Reduced Activity of GSK-3 Increased Resistance to Xenobiotics (A) Ubiquitous overexpression of wild-type sgg significantly (p < 0.05) reduced survival under xenobiotic stress with phenobarbital. n = 75 flies per condition. (B) Overexpression of wild-type sgg significantly reduced multidrug-resistance like protein 1 (MRP) mRNA levels (p < 0.05, paired t test), whereas non-significant trends were detected for glutathione S transferase D2 (gstD2) and cncC mRNA levels (p > 0.05). A non-significant increase of keap1 mRNA levels was observed. (C) RNAi-mediated knockdown of sgg protected against phenobarbital stress (p < 0.001). n = 75 flies per condition. (D) Knockdown of sgg increased mRNA levels of cncC, keap1 and gstD2 (p < 0.05), while a non-significant increase was observed for MRP mRNA levels.

Figure 6

Higher Activation Levels of CncC Promote Xenobiotic Resistance but Not Lifespan (A) Overexpression of keap1 did not prevent the lifespan-modulatory effects of lithium treatment. n = 150 flies per condition. (B) Schematic of the keap1 gene showing the portion deleted in the keap1^Del mutant (top) and agarose gel showing start and end of P-element disrupting keap1 coding sequence in the keap1^Del mutant (bottom). (C) Combination of heterozygous deletion of keap1 and lithium treatment showed a greater activation of CncC than on their own.
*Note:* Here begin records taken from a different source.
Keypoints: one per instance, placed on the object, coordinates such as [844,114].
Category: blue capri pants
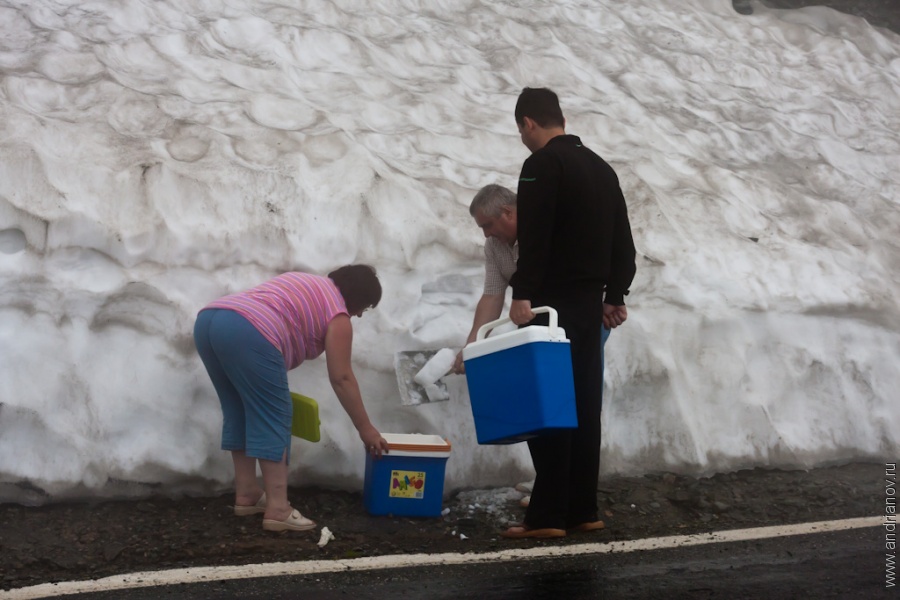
[250,379]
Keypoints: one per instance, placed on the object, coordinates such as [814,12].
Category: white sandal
[295,522]
[254,509]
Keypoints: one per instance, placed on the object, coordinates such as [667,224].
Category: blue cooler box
[409,480]
[520,382]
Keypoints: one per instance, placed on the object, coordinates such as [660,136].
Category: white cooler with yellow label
[520,382]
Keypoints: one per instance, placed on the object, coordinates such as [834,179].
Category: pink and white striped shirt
[292,311]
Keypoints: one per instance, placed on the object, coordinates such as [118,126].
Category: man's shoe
[589,526]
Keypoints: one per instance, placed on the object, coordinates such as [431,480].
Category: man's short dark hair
[542,106]
[359,286]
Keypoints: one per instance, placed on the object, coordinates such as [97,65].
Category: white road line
[207,574]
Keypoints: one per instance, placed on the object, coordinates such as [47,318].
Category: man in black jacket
[577,255]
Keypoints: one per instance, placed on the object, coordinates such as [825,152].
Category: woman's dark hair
[359,286]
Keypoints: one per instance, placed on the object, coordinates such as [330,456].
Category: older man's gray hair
[491,199]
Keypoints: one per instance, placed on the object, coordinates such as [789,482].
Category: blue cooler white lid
[533,333]
[416,444]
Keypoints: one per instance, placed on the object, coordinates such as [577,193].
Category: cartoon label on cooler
[407,484]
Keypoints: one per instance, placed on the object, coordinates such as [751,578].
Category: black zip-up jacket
[573,228]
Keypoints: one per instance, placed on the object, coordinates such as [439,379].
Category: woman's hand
[376,445]
[338,344]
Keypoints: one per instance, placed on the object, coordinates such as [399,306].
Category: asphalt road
[841,564]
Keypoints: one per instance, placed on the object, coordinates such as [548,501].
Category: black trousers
[567,464]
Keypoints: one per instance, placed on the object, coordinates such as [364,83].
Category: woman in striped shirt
[249,341]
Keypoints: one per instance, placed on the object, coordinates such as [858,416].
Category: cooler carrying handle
[487,327]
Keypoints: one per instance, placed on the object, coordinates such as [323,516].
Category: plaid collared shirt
[499,265]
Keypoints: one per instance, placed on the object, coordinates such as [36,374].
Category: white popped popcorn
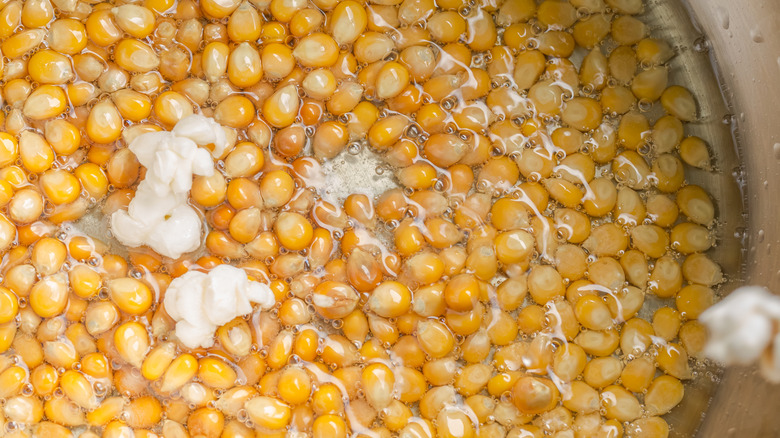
[159,215]
[201,302]
[743,330]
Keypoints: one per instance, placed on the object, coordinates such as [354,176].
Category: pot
[740,40]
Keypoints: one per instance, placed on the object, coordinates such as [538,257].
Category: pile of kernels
[538,151]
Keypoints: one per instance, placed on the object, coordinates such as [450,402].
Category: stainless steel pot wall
[743,40]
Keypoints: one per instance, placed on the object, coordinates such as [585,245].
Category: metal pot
[740,38]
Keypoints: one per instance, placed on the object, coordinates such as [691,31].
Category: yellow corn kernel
[216,373]
[67,36]
[159,6]
[22,42]
[219,9]
[10,18]
[93,179]
[235,111]
[135,56]
[281,108]
[49,67]
[44,379]
[132,342]
[137,21]
[9,305]
[49,297]
[60,186]
[11,381]
[209,191]
[294,386]
[37,13]
[268,412]
[45,102]
[181,370]
[143,412]
[9,149]
[170,107]
[63,136]
[132,105]
[104,124]
[109,409]
[244,23]
[101,28]
[244,66]
[316,50]
[78,389]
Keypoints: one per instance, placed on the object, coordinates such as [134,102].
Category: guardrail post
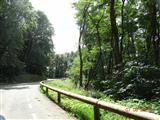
[96,113]
[46,91]
[59,98]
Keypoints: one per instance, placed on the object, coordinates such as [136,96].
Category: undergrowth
[84,111]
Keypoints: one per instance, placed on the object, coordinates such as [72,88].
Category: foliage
[59,64]
[135,80]
[120,47]
[25,39]
[85,112]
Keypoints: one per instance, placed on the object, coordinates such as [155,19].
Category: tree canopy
[119,47]
[25,39]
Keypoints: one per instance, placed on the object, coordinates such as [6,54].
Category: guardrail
[97,104]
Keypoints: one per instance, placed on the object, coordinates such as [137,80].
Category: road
[24,101]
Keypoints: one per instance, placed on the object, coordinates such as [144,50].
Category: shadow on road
[2,118]
[17,86]
[14,87]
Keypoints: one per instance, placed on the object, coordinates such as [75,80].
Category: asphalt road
[24,101]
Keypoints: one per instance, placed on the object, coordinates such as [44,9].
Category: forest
[118,50]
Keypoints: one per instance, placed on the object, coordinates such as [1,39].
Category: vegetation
[85,112]
[25,40]
[119,48]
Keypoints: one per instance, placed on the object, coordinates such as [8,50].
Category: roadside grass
[84,111]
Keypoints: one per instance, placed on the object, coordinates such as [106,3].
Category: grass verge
[84,111]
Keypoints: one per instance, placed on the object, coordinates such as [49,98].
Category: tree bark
[114,29]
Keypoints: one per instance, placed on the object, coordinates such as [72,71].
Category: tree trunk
[114,29]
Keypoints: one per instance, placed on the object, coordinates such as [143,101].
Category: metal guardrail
[121,110]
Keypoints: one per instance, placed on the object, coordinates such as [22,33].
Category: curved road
[24,101]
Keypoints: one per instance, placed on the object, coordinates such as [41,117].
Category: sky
[61,15]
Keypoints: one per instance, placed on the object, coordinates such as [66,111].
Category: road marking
[29,105]
[34,116]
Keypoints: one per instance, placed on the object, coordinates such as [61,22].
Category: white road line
[34,116]
[29,105]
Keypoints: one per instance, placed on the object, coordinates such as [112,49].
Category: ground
[24,101]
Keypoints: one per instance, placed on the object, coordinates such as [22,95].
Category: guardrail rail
[98,104]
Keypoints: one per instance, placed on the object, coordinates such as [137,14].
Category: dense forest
[118,48]
[25,40]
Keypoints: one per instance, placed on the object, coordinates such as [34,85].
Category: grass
[28,78]
[84,111]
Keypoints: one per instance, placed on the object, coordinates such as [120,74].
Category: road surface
[24,101]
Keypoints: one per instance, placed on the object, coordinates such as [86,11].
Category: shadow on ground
[2,117]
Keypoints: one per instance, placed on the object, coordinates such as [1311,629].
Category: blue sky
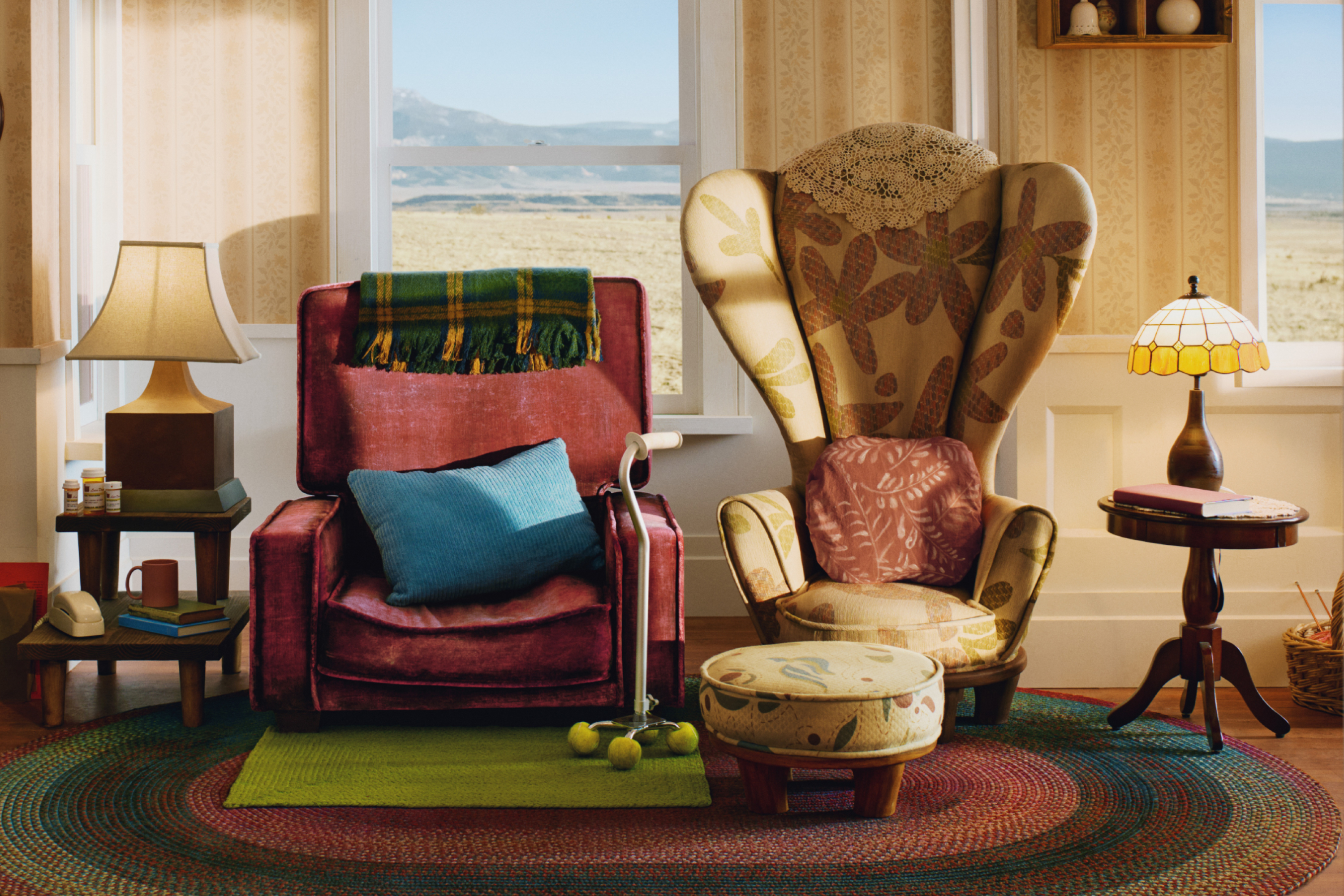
[547,62]
[541,62]
[1304,81]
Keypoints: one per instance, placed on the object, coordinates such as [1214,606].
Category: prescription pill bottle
[93,476]
[72,488]
[112,497]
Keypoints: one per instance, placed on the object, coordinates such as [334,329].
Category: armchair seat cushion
[557,633]
[937,622]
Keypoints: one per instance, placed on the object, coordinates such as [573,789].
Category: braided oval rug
[1053,802]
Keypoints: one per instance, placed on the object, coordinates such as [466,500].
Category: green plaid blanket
[506,320]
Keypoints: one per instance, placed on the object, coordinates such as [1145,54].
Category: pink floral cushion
[896,509]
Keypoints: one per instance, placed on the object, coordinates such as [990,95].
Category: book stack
[187,618]
[1179,499]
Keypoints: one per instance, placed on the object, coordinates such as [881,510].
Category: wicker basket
[1315,669]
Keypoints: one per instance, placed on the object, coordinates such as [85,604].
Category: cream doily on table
[889,175]
[1257,508]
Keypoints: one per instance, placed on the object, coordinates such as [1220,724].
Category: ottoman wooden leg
[875,790]
[767,794]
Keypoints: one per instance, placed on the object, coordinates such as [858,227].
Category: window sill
[702,425]
[88,447]
[35,357]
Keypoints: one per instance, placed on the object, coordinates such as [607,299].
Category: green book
[185,613]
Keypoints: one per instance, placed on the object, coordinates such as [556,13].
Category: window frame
[90,209]
[1293,365]
[713,398]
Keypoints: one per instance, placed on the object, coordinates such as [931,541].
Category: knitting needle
[1323,602]
[1308,603]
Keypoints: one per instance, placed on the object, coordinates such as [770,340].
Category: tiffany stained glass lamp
[1197,335]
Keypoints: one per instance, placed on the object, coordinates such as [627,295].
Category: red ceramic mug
[158,582]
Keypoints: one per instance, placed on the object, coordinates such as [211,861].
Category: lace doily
[889,175]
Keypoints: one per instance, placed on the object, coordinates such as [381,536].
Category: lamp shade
[1197,335]
[167,303]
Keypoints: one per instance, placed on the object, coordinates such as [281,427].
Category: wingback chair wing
[929,328]
[323,636]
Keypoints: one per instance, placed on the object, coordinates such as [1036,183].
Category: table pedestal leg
[53,692]
[100,558]
[1187,699]
[1213,730]
[1166,667]
[1236,671]
[232,661]
[191,675]
[211,566]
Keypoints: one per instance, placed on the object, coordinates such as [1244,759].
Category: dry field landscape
[1305,273]
[644,246]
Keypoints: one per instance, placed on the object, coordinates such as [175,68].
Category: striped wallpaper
[225,140]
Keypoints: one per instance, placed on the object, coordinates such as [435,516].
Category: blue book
[144,624]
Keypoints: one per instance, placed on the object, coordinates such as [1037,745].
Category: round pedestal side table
[1201,655]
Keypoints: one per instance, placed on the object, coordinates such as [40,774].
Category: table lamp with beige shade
[172,448]
[1197,335]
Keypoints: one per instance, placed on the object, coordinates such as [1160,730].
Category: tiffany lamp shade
[1197,335]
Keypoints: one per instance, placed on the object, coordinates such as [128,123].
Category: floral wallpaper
[1154,132]
[225,135]
[814,69]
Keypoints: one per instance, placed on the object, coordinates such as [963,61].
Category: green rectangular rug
[478,767]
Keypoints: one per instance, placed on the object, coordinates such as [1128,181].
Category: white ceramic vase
[1082,21]
[1178,17]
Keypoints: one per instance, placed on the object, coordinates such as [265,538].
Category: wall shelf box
[1137,27]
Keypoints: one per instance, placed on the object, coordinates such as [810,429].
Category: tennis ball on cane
[584,739]
[624,753]
[685,739]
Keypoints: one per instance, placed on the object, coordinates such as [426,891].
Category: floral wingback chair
[893,281]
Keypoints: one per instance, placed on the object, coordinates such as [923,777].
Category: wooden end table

Bars represent means of four replicas of five flies per repeat ± SEM. ^∗∗p < 0.01. (D) Deletion of keap1 in flies treated with lithium showed greater protection against paraquat than either treatment on its own, with maximal effects observed at 25 mM (p < 0.001). (E) The keap1 deletion protected against toxic concentrations of lithium (500 mM), and this protection was augmented with lithium pre-treatment (p < 0.01). (F) Deletion of keap1 did not extend lifespan: 1 mM lithium (p < 0.05), but not 10 mM (p > 0.05), treatment of keap1 flies resulted in a small but significant extension. n = 150 flies per condition. (G) keap1^EY5 mutant flies showed significant lifespan extension (p < 0.001), that was dose-dependently abolished (p > 0.05) by lithium, likely as a result of over-activation of CncC. n = 150 flies per condition.

Figure 7

Lithium Regulates Longevity, Metabolism, and Stress Resistance by Inhibiting GSK-3 and Activating NRF-2 (A) Summary of findings with lithium for longevity, stress resistance, starvation, and triglyceride levels. (B) Proposed model showing the mechanism by which lithium, Sgg/GSK-3, and CncC/NRF-2 act in the same pathway to modulate longevity and xenobiotic resistance.